Re: [PATCH tip/core/rcu 1/3] rcu-tasks: *_ONCE() for rcu_tasks_cbs_head

From: Marco Elver
Date: Mon Feb 17 2020 - 13:38:17 EST


On Mon, 17 Feb 2020 at 19:23, Joel Fernandes <joel@xxxxxxxxxxxxxxxxx> wrote:
>
> On Mon, Feb 17, 2020 at 01:38:51PM +0100, Peter Zijlstra wrote:
> > On Fri, Feb 14, 2020 at 04:25:18PM -0800, paulmck@xxxxxxxxxx wrote:
> > > From: "Paul E. McKenney" <paulmck@xxxxxxxxxx>
> > >
> > > The RCU tasks list of callbacks, rcu_tasks_cbs_head, is sampled locklessly
> > > by rcu_tasks_kthread() when waiting for work to do. This commit therefore
> > > applies READ_ONCE() to that lockless sampling and WRITE_ONCE() to the
> > > single potential store outside of rcu_tasks_kthread.
> > >
> > > This data race was reported by KCSAN. Not appropriate for backporting
> > > due to failure being unlikely.
> >
> > What failure is possible here? AFAICT this is (again) one of them
> > load-complare-against-constant-discard patterns that are impossible to
> > mess up.
>
> You mean that because we are only testing for NULL, so load/store tearing of
> rcu_tasks_cbs_head is not an issue right?
>
> I agree. Even with invented stores, worst case we have a false-wakeup and go
> right back to sleep. Or, we read a partial rcu_tasks_cbs_head, and then go
> acquire the lock and read the whole thing correctly under lock.
>
> I wonder if we can teach KCSAN to actually ignore this kind of situation so
> we don't need to employ READ_ONCE() for no reason. Basically ask it to not
> bother if the read was only NULL-testing. +Marco since it is KCSAN related.

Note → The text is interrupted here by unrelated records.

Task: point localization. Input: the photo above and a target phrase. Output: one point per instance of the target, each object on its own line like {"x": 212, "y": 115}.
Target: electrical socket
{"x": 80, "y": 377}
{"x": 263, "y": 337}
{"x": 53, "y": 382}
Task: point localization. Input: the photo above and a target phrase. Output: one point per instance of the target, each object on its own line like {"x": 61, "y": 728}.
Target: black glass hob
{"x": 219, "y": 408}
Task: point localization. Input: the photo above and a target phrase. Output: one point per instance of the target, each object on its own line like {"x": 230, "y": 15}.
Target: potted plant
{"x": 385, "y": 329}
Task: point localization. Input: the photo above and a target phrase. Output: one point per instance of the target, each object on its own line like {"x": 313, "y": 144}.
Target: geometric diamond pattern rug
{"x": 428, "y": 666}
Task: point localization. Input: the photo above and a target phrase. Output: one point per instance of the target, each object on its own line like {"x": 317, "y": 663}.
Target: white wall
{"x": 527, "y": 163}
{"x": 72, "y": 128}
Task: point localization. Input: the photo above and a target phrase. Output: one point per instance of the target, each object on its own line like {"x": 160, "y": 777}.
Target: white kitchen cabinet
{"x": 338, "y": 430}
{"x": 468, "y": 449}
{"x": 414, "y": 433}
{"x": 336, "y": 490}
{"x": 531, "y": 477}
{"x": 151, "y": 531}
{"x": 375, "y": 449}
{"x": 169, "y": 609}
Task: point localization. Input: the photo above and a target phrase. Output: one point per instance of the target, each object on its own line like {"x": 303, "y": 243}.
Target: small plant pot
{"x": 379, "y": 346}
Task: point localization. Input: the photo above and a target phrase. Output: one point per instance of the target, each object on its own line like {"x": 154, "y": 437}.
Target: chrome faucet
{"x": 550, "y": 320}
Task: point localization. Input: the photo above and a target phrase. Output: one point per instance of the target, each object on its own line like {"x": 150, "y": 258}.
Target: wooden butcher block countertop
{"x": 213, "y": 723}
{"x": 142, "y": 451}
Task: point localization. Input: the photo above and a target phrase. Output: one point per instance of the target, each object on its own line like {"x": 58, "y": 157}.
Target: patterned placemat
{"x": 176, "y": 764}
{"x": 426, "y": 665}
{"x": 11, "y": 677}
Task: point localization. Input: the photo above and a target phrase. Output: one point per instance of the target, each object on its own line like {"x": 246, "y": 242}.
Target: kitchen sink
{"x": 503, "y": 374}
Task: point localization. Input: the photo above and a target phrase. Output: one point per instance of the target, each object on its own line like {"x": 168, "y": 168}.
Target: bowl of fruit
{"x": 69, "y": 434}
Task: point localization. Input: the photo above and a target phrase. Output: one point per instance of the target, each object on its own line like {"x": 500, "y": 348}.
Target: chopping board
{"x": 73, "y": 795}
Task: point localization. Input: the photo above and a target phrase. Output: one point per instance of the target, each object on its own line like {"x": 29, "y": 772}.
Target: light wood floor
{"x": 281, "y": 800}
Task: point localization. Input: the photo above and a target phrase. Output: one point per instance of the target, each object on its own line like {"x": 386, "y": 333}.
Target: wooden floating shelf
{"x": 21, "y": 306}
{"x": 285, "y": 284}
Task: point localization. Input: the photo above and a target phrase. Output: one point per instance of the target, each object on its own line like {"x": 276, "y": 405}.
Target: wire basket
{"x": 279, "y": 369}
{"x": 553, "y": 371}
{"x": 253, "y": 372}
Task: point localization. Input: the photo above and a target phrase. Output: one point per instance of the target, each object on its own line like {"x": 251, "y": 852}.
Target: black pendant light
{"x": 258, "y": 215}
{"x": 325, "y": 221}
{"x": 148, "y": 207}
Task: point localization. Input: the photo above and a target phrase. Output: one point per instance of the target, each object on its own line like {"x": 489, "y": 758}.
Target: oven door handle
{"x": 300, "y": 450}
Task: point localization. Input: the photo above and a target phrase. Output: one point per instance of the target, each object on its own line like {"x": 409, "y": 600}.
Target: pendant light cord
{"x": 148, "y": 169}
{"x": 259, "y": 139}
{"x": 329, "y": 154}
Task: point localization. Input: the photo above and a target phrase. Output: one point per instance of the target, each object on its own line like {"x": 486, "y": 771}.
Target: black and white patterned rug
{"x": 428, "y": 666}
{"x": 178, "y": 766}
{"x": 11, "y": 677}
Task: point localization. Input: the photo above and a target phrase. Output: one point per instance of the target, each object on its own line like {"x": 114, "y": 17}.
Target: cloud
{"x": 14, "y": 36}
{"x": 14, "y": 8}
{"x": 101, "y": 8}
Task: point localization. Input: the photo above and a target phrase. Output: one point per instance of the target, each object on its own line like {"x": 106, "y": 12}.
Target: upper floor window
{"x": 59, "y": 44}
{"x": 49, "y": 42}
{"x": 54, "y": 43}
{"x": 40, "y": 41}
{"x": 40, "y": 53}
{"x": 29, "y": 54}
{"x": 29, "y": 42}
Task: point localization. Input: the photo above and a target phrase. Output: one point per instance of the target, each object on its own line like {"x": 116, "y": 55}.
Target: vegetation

This came up before. It requires somehow making the compiler tell us
what type of operation we're doing and in what context:
https://lore.kernel.org/lkml/CANpmjNNZQsatHexXHm4dXvA0na6r9xMgVD5R+-8d7VXEBRi32w@xxxxxxxxxxxxxx/

In particular:

> > This particular rule relies on semantic analysis that is beyond what
> > the TSAN instrumentation currently supports. Right now we support GCC
> > and Clang; changing the compiler probably means we'd end up with only
> > one (probably Clang), and many more years before the change has
> > propagated to the majority of used compiler versions. It'd be good if
> > we can do this purely as a change in the kernel's codebase.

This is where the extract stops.